Sorenson does offer a free, FCC-funded solution called Video Relay Service (VRS). In this scenario, the doctor dials 888-FAST-VRS and connects to a sign-language operator who calls the patient on a Videophone. The doctor speaks to the operator, who in turn signs to the patient….the patient signs back to the interpreter….and the interpreter speaks her words to the doctor.
Several years ago I met the CEO, Jim Sorenson, when I was an Assistive Technology reporter at BusinessWeek. He’s a smart and well-intentioned guy. I tried out the Videophone at the Lexington School for the Deaf in Queens, New York. I also sat in one of their new Videophone booths that is designed for public spaces, like universities and airports. The Videophone booth looks like one of those $3 photo booths at Coney Island — sparse, but private.
At the end of the day, the Deaf patient’s attempt to get her needs fulfilled (her way and only her way) is at odds with the spirit of the ADA and its “reasonable accommodation” premise. These types of situations could backfire and hurt others who are disabled, which is the argument that Levitt and Dubner make.
In the end, the Deaf patient didn’t need the knee surgery. But I can’t help but wonder if the doctor felt ambushed. Would he ever accept a Deaf (or disabled) patient again?
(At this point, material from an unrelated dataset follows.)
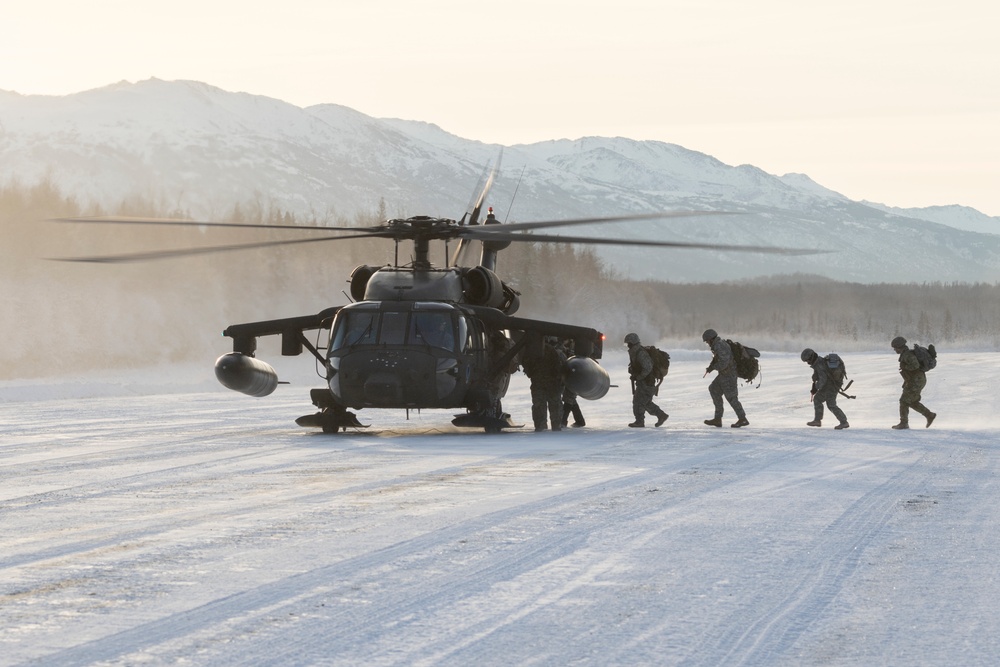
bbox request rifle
[837,380,857,398]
Dubner and Levitt’s next example from their article cites findings from two economists who say the ADA has had a negative effect on the employment of the disabled. “Employers, concerned that they wouldn’t be able to discipline or fire disabled workers who happened to be incompetent, apparently avoided hiring them in the first place,” Dubner and Levitt said.
I think Dubner and Levitt make a good case, but I am going to need to do some of my own research. I believe that employers are not as concerned about incompetence (a complete inability to function) as they are about the disabled employee’s ability to consistently perform a job to par.
That’s because more of Corporate America has adopted Six Sigma, performance management systems and merit-based pool bonus structures. The result is that one person’s performance is intrinsically tied to his or her team’s output. Much like nobody wanted the handicapped kid on their Dodge Ball team, it has become harder for the disabled to be given a chance to prove themselves because the stakes are higher for everyone involved. Simply put, it’s a trust issue.
That’s why it is so pressing that people with disabilities go above and beyond to educate themselves and their employers about their disability. They must also capitalize on technological advances, such as video relay, text readers and speech applications, that will help them dispel notions that they can’t pull their own weight for the team. What might look like incompetence is really just ineffectiveness — because the person with a disability hasn’t asked for or been given the right tools.
All in all, getting to par is possible and doable. But it takes chutzpah on behalf of the disabled employee, and education and understanding from the able-bodied boss that given the right accommodations, his employee can succeed.
The economists’ results were published in the Journal of Political Economy in 2001 — nine years after the ADA was enacted — but the data could be older than 2001. Advances in technology today and tomorrow will continue to help build the bridge between the able-bodied and people with disabilities in the workplace.
In summary, everyone should rise to meet the “reasonable accommodations” of the disabled. But the disabled should also take responsibility for ensuring their requests will be effective, are mutually accommodating and don’t overstep the boundaries of the law’s good intentions.